Fund Managers Use Volatility As Occasion to Self-Promote

Monday's bloodletting in the stock market was swiftly followed by a boom in newspaper advertisements aimed at skittish investors.

Fidelity Investments of Boston, the biggest fund manager in the nation, managing roughly $635 billion of assets, referred directly to the Dow's 512-point drop in an ad in The Wall Street Journal Tuesday.

The tag line read: "Today is one of those days when experience matters most."

A Fidelity spokesman said it routinely uses current events as grist for ads aimed at investors. "It's an educational message that's a constant," he said.

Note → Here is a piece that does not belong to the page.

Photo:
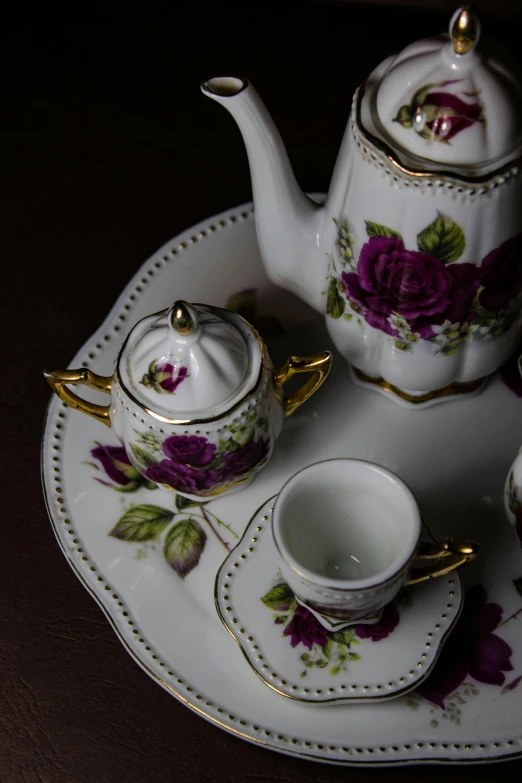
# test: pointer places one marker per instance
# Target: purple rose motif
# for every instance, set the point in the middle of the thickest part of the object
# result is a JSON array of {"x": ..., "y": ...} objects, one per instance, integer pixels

A few weeks earlier Fidelity rolled out a guide titled "Investing in Volatile Markets," supported by an ad campaign.

Famed fund manager Peter Lynch was a principal author of the guide, the spokesman noted.

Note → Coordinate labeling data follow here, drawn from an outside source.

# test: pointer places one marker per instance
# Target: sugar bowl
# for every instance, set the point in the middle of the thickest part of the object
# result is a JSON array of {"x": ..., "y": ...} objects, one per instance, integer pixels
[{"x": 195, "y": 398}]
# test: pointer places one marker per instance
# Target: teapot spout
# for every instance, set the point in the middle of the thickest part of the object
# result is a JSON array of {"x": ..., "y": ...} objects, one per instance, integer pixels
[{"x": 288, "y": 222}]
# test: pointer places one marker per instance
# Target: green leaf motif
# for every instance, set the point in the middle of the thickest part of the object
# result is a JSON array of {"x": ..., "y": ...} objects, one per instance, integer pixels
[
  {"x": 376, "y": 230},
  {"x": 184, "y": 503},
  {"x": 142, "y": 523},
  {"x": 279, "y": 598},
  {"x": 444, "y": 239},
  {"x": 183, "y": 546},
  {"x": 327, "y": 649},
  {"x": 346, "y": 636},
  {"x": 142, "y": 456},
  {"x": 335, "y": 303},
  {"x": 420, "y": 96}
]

Prudential Securities was also quick to turn around ads after Monday's decline. Its campaign, featured in The New York Times this week, touted capital preservation and suggested alternative investments such as cash deposits, Treasury bonds, and money market funds.

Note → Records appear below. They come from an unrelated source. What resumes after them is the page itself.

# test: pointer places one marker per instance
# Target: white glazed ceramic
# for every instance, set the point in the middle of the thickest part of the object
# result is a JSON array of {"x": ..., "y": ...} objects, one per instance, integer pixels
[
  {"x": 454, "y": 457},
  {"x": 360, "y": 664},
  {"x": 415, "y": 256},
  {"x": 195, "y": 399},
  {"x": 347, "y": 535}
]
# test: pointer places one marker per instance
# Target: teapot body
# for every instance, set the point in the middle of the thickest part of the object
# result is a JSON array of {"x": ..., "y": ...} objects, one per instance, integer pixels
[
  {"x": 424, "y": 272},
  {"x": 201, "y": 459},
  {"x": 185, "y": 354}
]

In its ads Prudential also included results from an investor survey it had started to cobble together Aug. 27, when the Dow took a 357-point dive.

Among the results were that 64.5% of investors said they are paying more attention to the market in current conditions, though 90.6% said they would not make major portfolio changes.

"The intent is to put a mirror up in front of the American public," said Michael J. Hines, vice president of marketing and communications for Prudential Insurance Co. of America, the parent of Prudential Securities.

The survey questioned 444 retail investors around the country.